When former Texas Rep. Beto O’Rourke announced his candidacy, Schriock noted that he was greeted by a wave of glowing media coverage, including a Vanity Fair cover story. But when Massachusetts Sen. Elizabeth Warren launched her candidacy, “she had to spend a week dealing with whether or not she’s ‘likable.’ We’re still there” — alluding to similar criticisms made of Hillary Clinton in 2016.
Similarly, Schriock bristled at the chatter she hears from fellow Democrats about whether Warren and fellow top-tier candidate Sen. Kamala Harris are “electable.”

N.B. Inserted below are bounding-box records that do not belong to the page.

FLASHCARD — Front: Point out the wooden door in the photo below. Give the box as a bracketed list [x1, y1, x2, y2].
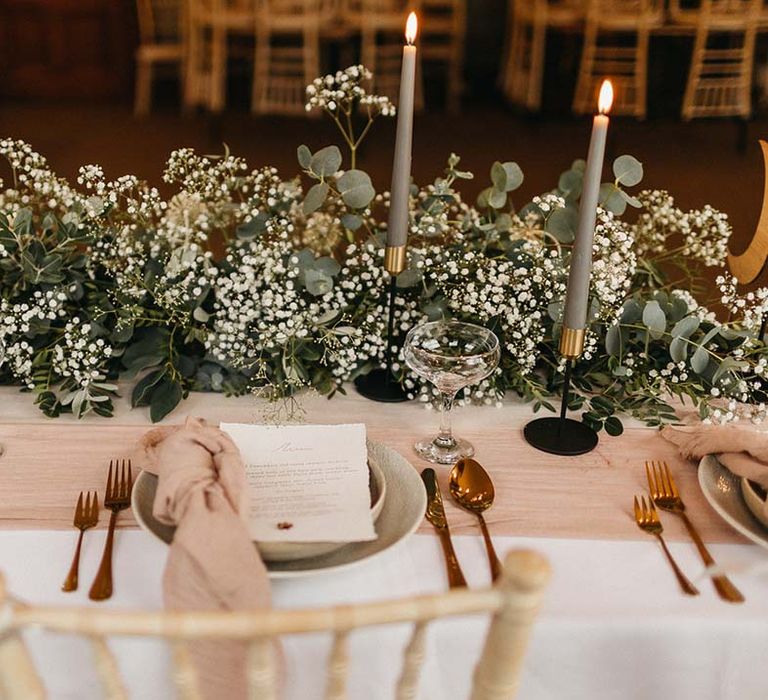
[0, 0, 136, 99]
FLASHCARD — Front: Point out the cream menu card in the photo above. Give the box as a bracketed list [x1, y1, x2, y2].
[221, 423, 376, 542]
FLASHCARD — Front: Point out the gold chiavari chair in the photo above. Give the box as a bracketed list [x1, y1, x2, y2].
[251, 0, 336, 114]
[573, 0, 664, 119]
[342, 0, 424, 110]
[499, 0, 584, 111]
[184, 0, 256, 112]
[134, 0, 184, 116]
[670, 0, 763, 120]
[419, 0, 467, 113]
[0, 550, 549, 700]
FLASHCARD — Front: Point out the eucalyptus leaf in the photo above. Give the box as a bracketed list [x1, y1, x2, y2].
[488, 187, 507, 209]
[491, 160, 507, 192]
[544, 207, 579, 243]
[613, 155, 643, 187]
[296, 144, 312, 170]
[396, 268, 423, 289]
[149, 377, 184, 423]
[336, 170, 371, 194]
[671, 316, 701, 338]
[301, 182, 330, 215]
[341, 184, 376, 209]
[309, 146, 341, 178]
[598, 182, 627, 216]
[502, 162, 523, 192]
[313, 256, 341, 277]
[643, 300, 667, 340]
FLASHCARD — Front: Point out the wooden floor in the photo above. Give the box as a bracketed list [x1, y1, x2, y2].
[0, 95, 768, 294]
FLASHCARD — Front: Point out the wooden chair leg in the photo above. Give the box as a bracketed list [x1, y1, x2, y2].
[0, 575, 45, 700]
[472, 550, 551, 700]
[525, 22, 547, 112]
[133, 59, 152, 117]
[208, 26, 227, 112]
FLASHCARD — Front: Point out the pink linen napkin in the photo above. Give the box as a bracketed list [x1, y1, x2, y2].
[661, 423, 768, 517]
[142, 417, 271, 700]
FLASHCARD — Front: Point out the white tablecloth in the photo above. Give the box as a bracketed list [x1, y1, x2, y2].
[0, 531, 768, 700]
[0, 389, 768, 700]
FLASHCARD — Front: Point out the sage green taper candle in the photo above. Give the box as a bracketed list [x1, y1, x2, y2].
[563, 80, 613, 330]
[387, 12, 417, 248]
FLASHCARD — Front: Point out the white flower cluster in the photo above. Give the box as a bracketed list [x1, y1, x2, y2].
[0, 139, 82, 219]
[0, 290, 67, 388]
[206, 235, 390, 386]
[305, 65, 396, 117]
[591, 209, 637, 318]
[680, 204, 732, 267]
[634, 190, 732, 267]
[51, 316, 113, 392]
[436, 241, 565, 375]
[715, 273, 768, 333]
[633, 190, 683, 257]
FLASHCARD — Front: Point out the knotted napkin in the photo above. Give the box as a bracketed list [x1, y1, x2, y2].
[142, 417, 270, 700]
[661, 423, 768, 517]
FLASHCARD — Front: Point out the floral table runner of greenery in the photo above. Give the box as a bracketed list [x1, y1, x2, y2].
[0, 66, 768, 426]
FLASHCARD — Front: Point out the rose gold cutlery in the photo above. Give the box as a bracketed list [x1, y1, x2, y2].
[88, 459, 133, 600]
[61, 491, 99, 591]
[634, 496, 699, 595]
[448, 457, 501, 581]
[645, 462, 744, 603]
[421, 467, 467, 588]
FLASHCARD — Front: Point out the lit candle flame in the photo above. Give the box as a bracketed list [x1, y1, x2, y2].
[405, 12, 419, 46]
[597, 80, 613, 114]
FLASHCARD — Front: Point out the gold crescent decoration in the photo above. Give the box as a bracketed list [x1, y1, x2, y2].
[728, 139, 768, 284]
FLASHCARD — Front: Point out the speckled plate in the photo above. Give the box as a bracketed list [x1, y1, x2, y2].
[699, 455, 768, 548]
[132, 441, 427, 578]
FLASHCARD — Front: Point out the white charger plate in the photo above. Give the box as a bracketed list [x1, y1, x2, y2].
[132, 441, 427, 579]
[699, 455, 768, 548]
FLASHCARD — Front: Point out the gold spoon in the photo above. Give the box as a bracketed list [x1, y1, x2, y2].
[449, 457, 501, 581]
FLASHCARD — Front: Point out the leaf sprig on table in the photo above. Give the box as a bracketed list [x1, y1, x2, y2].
[0, 66, 768, 426]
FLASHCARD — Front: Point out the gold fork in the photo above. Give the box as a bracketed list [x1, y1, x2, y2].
[635, 496, 699, 595]
[61, 491, 99, 591]
[645, 462, 744, 603]
[88, 459, 133, 600]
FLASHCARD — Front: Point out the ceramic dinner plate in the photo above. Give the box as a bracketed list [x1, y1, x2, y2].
[131, 442, 427, 578]
[699, 455, 768, 548]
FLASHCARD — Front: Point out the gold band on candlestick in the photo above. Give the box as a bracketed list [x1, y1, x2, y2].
[384, 245, 406, 275]
[560, 326, 584, 360]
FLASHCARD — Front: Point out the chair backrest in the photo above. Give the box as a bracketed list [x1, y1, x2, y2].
[669, 0, 764, 25]
[136, 0, 183, 44]
[0, 550, 549, 700]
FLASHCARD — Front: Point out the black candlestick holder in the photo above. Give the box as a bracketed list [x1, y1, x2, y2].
[355, 246, 408, 403]
[523, 328, 597, 456]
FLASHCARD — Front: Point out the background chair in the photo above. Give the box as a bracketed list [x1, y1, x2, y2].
[342, 0, 424, 110]
[251, 0, 336, 114]
[134, 0, 185, 116]
[573, 0, 664, 119]
[0, 551, 549, 700]
[670, 0, 765, 120]
[419, 0, 467, 112]
[184, 0, 256, 112]
[499, 0, 584, 111]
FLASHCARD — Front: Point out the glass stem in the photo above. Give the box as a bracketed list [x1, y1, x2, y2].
[435, 392, 456, 447]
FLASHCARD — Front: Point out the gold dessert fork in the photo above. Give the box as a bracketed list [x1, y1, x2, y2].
[61, 491, 99, 591]
[88, 459, 133, 600]
[635, 496, 699, 595]
[645, 462, 744, 603]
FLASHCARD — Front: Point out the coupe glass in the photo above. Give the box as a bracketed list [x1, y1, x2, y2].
[405, 321, 500, 464]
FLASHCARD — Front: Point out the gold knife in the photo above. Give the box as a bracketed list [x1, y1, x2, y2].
[421, 467, 467, 588]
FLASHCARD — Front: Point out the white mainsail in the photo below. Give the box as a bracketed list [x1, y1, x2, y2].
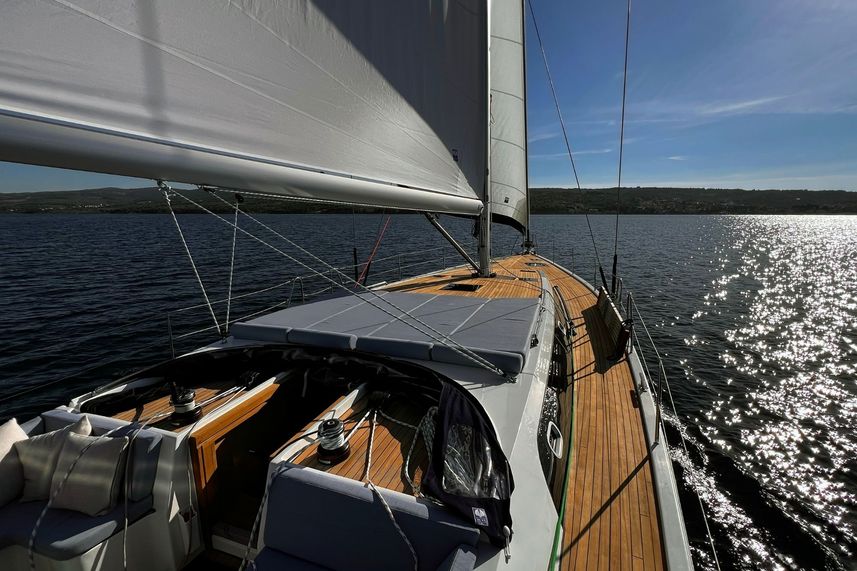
[0, 0, 484, 215]
[490, 0, 529, 235]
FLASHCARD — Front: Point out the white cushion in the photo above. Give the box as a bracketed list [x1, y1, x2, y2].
[51, 433, 128, 516]
[15, 416, 92, 502]
[0, 418, 27, 508]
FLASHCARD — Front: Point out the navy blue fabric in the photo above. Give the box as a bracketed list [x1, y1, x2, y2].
[31, 410, 162, 502]
[264, 464, 479, 571]
[253, 547, 332, 571]
[437, 545, 476, 571]
[103, 424, 163, 502]
[288, 329, 357, 350]
[0, 496, 152, 561]
[422, 383, 515, 546]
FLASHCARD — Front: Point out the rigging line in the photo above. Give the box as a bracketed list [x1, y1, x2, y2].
[610, 0, 631, 295]
[357, 214, 393, 284]
[199, 192, 512, 380]
[527, 0, 607, 289]
[157, 180, 222, 337]
[173, 190, 514, 381]
[206, 193, 512, 380]
[0, 341, 170, 403]
[629, 299, 720, 571]
[223, 198, 241, 335]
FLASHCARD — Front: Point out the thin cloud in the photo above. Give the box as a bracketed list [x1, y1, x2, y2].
[699, 95, 786, 115]
[527, 126, 560, 143]
[530, 149, 613, 160]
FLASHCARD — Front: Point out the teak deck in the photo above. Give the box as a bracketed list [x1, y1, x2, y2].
[388, 256, 664, 571]
[294, 399, 428, 494]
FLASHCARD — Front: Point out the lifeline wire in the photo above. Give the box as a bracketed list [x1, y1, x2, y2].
[527, 0, 607, 289]
[158, 180, 221, 336]
[173, 191, 512, 380]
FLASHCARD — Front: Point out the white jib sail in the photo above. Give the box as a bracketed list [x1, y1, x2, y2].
[0, 0, 487, 214]
[490, 0, 529, 235]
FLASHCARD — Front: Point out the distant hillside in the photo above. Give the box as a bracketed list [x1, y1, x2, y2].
[530, 187, 857, 214]
[0, 188, 857, 214]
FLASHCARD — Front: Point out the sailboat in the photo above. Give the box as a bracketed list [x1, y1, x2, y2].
[0, 0, 692, 571]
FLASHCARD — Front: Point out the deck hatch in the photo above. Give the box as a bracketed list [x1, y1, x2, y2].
[442, 283, 482, 291]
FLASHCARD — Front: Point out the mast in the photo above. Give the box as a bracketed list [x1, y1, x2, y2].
[478, 0, 491, 278]
[521, 0, 535, 254]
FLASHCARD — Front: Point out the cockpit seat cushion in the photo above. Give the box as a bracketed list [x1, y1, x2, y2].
[263, 463, 479, 571]
[30, 409, 163, 502]
[15, 416, 92, 502]
[253, 547, 332, 571]
[51, 433, 128, 516]
[0, 496, 152, 561]
[0, 418, 27, 508]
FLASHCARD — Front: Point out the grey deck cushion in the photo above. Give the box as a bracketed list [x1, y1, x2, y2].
[0, 418, 27, 507]
[51, 434, 128, 516]
[264, 464, 479, 571]
[15, 416, 92, 502]
[357, 337, 433, 361]
[229, 323, 291, 343]
[105, 424, 163, 502]
[0, 496, 152, 561]
[232, 292, 541, 373]
[431, 345, 524, 373]
[438, 545, 476, 571]
[253, 547, 331, 571]
[37, 409, 163, 502]
[288, 329, 357, 350]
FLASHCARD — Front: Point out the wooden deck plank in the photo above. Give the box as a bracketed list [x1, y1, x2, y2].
[116, 256, 664, 571]
[113, 381, 235, 432]
[434, 256, 663, 571]
[295, 401, 428, 494]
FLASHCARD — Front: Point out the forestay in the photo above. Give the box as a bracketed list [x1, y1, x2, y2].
[0, 0, 487, 214]
[490, 0, 529, 235]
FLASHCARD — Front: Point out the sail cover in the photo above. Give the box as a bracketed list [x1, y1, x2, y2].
[0, 0, 484, 215]
[490, 0, 529, 232]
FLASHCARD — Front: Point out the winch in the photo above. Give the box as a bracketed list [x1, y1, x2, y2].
[317, 418, 351, 466]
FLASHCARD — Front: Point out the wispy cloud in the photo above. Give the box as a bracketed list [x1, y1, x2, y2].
[530, 149, 613, 160]
[699, 95, 786, 115]
[527, 125, 560, 143]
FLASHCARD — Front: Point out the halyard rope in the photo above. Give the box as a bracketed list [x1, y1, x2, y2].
[173, 190, 513, 380]
[223, 199, 238, 336]
[527, 0, 607, 289]
[362, 409, 419, 571]
[158, 180, 221, 335]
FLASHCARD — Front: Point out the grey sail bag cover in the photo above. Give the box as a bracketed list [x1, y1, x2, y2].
[15, 416, 92, 502]
[51, 434, 128, 516]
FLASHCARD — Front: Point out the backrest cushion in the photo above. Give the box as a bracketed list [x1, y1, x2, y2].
[105, 424, 163, 502]
[14, 416, 92, 502]
[0, 418, 27, 508]
[264, 464, 479, 571]
[51, 433, 128, 516]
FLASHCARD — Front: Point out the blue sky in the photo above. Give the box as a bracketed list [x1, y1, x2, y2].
[527, 0, 857, 190]
[0, 0, 857, 192]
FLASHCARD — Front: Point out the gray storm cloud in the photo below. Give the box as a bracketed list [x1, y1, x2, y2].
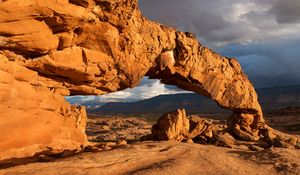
[140, 0, 300, 87]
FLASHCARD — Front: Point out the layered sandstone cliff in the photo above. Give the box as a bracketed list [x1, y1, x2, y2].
[0, 0, 264, 159]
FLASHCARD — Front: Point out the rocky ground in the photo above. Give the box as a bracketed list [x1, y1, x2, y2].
[0, 111, 300, 175]
[0, 142, 300, 175]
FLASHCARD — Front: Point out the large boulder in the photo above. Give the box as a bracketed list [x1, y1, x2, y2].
[0, 0, 270, 159]
[151, 109, 190, 141]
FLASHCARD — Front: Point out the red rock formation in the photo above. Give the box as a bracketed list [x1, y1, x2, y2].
[0, 0, 290, 160]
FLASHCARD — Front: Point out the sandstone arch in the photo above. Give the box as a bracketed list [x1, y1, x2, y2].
[0, 0, 296, 159]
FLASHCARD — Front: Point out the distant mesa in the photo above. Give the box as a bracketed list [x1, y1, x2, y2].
[0, 0, 296, 160]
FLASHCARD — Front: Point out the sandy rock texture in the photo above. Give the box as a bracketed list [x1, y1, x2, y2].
[0, 142, 300, 175]
[0, 0, 264, 159]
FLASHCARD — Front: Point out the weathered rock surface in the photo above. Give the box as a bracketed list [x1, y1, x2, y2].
[0, 142, 300, 175]
[151, 109, 190, 141]
[0, 0, 284, 159]
[0, 55, 87, 160]
[146, 109, 300, 148]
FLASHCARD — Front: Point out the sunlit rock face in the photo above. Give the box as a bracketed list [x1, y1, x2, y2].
[0, 0, 264, 159]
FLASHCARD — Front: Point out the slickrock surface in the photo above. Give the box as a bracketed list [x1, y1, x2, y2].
[0, 0, 288, 159]
[0, 142, 300, 175]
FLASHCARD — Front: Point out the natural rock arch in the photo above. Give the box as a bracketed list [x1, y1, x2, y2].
[0, 0, 296, 159]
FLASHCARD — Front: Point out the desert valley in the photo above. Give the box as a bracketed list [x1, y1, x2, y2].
[0, 0, 300, 175]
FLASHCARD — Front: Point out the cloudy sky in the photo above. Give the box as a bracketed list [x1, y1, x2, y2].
[68, 0, 300, 101]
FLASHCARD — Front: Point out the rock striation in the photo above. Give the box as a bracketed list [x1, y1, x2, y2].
[0, 0, 292, 159]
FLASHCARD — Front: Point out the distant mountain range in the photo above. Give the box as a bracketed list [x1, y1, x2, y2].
[82, 85, 300, 114]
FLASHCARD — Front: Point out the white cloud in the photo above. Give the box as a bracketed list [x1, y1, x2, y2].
[67, 78, 189, 104]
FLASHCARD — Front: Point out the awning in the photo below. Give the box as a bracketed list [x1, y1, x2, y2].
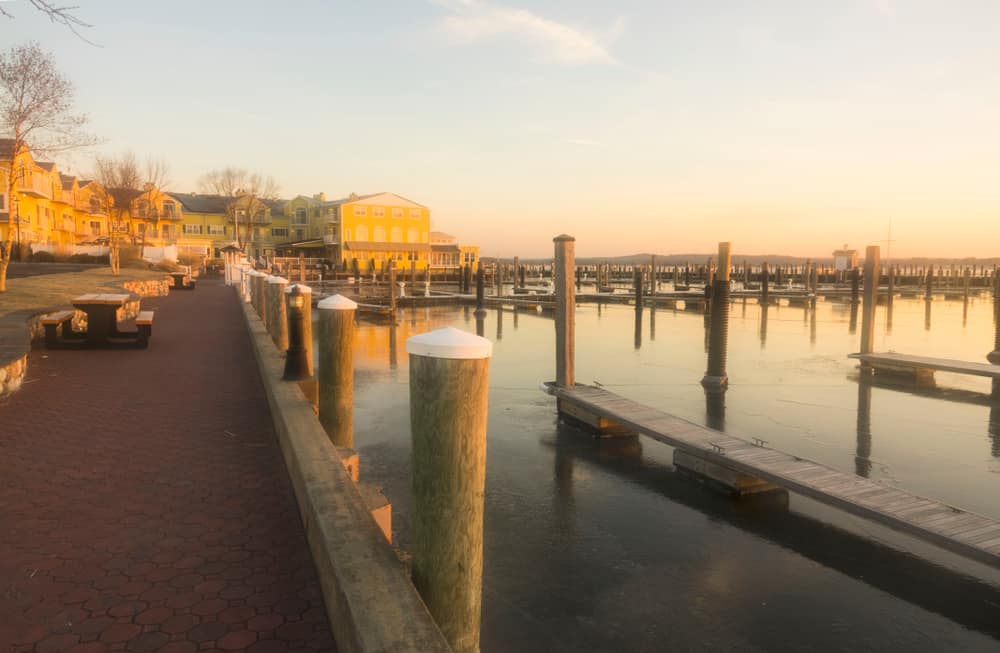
[344, 240, 431, 252]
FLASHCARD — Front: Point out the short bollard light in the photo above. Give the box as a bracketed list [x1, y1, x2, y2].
[282, 287, 309, 381]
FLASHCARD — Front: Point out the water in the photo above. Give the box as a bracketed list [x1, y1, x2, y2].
[324, 298, 1000, 652]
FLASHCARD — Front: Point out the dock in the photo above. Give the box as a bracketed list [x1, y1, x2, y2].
[545, 384, 1000, 567]
[847, 352, 1000, 379]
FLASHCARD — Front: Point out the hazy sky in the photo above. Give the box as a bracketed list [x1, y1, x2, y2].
[0, 0, 1000, 257]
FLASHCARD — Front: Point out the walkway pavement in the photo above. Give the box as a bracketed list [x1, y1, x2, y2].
[0, 281, 335, 653]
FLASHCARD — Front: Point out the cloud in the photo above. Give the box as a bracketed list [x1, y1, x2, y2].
[435, 0, 624, 64]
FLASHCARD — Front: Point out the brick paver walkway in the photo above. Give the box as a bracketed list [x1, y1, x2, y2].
[0, 281, 334, 653]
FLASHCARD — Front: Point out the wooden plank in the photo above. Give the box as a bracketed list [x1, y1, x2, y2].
[551, 384, 1000, 566]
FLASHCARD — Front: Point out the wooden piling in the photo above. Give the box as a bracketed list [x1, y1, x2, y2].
[316, 295, 358, 449]
[406, 328, 492, 653]
[861, 245, 880, 354]
[552, 234, 576, 388]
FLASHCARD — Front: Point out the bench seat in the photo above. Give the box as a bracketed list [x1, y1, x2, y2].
[135, 311, 153, 349]
[42, 311, 76, 349]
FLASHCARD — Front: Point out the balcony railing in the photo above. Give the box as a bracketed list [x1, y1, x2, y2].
[18, 175, 52, 199]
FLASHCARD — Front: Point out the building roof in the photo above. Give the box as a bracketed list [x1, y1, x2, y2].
[344, 240, 431, 252]
[167, 193, 231, 213]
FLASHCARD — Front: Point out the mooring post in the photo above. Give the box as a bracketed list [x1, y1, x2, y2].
[552, 234, 580, 388]
[476, 265, 486, 317]
[760, 261, 768, 305]
[278, 284, 311, 381]
[267, 277, 288, 351]
[861, 245, 880, 356]
[701, 243, 732, 388]
[406, 327, 492, 653]
[285, 283, 313, 377]
[316, 295, 358, 449]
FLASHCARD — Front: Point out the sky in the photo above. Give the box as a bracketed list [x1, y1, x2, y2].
[0, 0, 1000, 259]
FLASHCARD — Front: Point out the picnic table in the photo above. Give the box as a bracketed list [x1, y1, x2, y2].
[170, 272, 194, 290]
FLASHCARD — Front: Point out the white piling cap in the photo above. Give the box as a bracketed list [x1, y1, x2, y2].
[406, 327, 493, 359]
[316, 295, 358, 311]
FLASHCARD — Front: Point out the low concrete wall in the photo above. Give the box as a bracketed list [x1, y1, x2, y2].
[0, 278, 171, 397]
[242, 296, 451, 653]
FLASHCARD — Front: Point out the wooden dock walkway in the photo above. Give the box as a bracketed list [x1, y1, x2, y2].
[545, 384, 1000, 567]
[847, 352, 1000, 379]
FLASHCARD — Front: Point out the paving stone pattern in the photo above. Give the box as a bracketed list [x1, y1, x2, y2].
[0, 282, 335, 653]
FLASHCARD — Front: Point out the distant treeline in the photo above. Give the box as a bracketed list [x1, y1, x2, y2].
[481, 250, 1000, 267]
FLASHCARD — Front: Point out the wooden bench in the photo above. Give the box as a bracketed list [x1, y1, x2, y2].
[135, 311, 153, 349]
[42, 311, 76, 349]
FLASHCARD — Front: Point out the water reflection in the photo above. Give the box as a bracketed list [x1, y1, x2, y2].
[632, 306, 642, 350]
[987, 401, 1000, 458]
[389, 318, 398, 370]
[854, 370, 872, 478]
[760, 302, 768, 350]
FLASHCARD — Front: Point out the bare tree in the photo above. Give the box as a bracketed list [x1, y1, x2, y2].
[0, 0, 94, 45]
[0, 43, 95, 292]
[198, 166, 278, 252]
[137, 159, 170, 258]
[93, 152, 143, 274]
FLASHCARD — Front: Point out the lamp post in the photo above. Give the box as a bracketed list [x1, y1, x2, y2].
[13, 196, 21, 263]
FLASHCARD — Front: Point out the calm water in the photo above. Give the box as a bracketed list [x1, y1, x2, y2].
[320, 297, 1000, 652]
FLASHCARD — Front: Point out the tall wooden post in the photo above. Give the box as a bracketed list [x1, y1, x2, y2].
[316, 295, 358, 449]
[861, 245, 880, 354]
[267, 277, 288, 351]
[285, 283, 314, 376]
[406, 328, 492, 653]
[701, 243, 732, 388]
[552, 234, 576, 388]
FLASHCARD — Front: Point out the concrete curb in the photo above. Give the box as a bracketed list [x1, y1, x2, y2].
[240, 294, 451, 653]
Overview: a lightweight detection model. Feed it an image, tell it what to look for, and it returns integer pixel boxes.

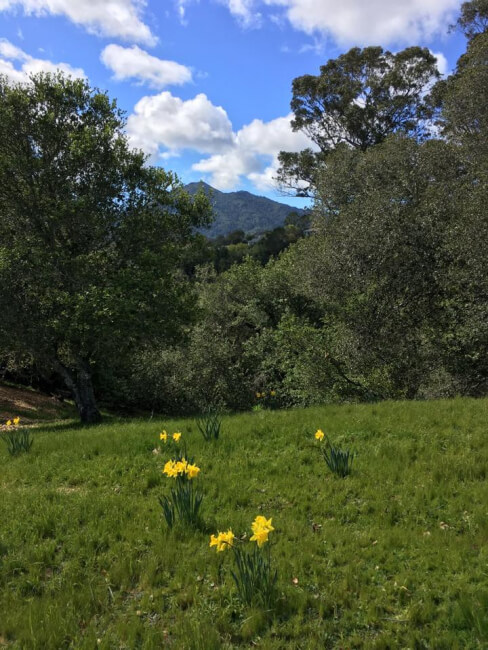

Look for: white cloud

“White men have no electability advantage at all,” said Brenda Choresi Carter, director of the Reflective Democracy Campaign and the lead researcher of a recent study that looked at the race and gender of 33,854 candidates on the 2018 ballot as well as 44,900 current federal, state and local elected officials.
In part, Schriock attributes concerns about electability to the anxiety that a party out of power feels when it is taking on an incumbent. That sense of caution, she said, led Democrats to nominate “safe choices” like Walter Mondale in 1984 and John Kerry in 2004, and Republicans to pick Bob Dole in 1996 and Mitt Romney in 2012. All lost.
“We make decisions about who is electable. You start putting a very high priority on who can win,” Schriock said. “We have to be careful about that as Democrats. I’m not saying you should ignore your head completely. But let your heart in a little bit and see where this guides you.”